Everything about that sea-king's eyrie seemed to emphasise to the newcomers, as they settled in, the hopelessly unsuitable and helpless state of its lord. For all here was geared to the active life, to voyaging and hosting and fighting, to hunting and fishing, seal-catching and whaling, boating, herding, cliff-scaling for eggs and the like—none of which Thorfinn the Mighty would ever do again, most evidently. The least exercise exhausted him and left him breathless. He lay most of his time, in fact, on a sort of massive couch with handles, which could be carried here and there about the Brough by four men and, in this summer weather, Ingebiorg explained carefully, spent the days out on the very edge of the cliff, amongst the wheeling seabirds, staring out to sea, ever staring, especially northwards towards Iceland, the sheer longing in his eyes a pain to behold. Sometimes, she confessed, she feared that he might indeed hurl himself over the edge, in his utter and terrible frustration.

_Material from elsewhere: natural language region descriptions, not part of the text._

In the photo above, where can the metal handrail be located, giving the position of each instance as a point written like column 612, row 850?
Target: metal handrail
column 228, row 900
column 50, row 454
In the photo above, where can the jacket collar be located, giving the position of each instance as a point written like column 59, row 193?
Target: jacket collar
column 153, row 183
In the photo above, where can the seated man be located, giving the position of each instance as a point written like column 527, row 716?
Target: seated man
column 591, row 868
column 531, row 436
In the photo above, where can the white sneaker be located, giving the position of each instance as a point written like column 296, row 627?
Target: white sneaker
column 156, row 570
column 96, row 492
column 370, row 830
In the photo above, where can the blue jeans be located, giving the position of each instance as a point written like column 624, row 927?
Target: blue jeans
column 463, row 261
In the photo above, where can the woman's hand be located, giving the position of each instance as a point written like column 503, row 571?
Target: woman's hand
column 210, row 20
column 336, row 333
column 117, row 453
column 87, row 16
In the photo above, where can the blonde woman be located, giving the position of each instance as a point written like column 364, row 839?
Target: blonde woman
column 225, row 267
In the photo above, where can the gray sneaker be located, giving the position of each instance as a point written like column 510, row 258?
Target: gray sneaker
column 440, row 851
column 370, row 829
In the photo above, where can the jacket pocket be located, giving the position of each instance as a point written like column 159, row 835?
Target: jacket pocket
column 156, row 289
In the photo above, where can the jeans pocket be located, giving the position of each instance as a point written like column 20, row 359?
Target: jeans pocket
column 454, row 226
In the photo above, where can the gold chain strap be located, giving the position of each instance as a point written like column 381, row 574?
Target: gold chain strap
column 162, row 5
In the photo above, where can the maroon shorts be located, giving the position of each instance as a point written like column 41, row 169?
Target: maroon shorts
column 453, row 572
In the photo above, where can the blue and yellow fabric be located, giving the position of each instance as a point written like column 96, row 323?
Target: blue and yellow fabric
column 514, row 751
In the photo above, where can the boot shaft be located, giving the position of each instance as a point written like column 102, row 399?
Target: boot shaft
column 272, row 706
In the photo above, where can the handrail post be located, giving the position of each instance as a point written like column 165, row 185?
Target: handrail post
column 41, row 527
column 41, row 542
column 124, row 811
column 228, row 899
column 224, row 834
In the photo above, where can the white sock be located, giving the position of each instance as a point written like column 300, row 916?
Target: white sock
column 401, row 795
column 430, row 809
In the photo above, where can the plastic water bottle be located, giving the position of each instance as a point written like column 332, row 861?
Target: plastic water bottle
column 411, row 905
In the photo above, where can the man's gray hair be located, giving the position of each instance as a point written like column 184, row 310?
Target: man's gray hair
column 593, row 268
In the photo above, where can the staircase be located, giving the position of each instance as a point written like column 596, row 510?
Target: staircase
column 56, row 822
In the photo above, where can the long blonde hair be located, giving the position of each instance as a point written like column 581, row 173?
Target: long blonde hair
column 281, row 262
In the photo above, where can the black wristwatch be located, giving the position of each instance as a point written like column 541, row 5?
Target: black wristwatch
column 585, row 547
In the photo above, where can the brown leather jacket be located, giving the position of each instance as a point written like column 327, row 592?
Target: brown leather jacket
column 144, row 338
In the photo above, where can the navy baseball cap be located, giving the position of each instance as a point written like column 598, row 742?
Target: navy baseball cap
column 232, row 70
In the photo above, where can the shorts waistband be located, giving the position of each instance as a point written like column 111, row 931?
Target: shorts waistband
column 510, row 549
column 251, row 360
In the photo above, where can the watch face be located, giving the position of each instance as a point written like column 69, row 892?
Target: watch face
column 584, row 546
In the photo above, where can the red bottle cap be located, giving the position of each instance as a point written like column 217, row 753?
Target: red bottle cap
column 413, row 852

It was apparent now, to his guests, how greatly the earl had taxed himself to come down to meet them at the jetty.
That evening, after they had eaten—with Thorfinn only toying with his food—the brothers talked long into the night, in the famed Orkney summer-dim half-light, with the others retired to bed. The earl had much difficulty in winning to sleep, he confessed. Alone, they need not maintain the attempts
at
normal converse and superficial bonhomie; but however he felt, Thorfinn at first sought not to allow any sorry-for-himself attitude to show. He was particularly eager to hear about the position in England, especially as regards Siward, whom he still managed to curse with a fair semblance of fervour. The sorrow that Almighty God had not smitten that oafish barbarian as He had seen to smite himself, he asserted—the first real indication of his fought-back bitterness.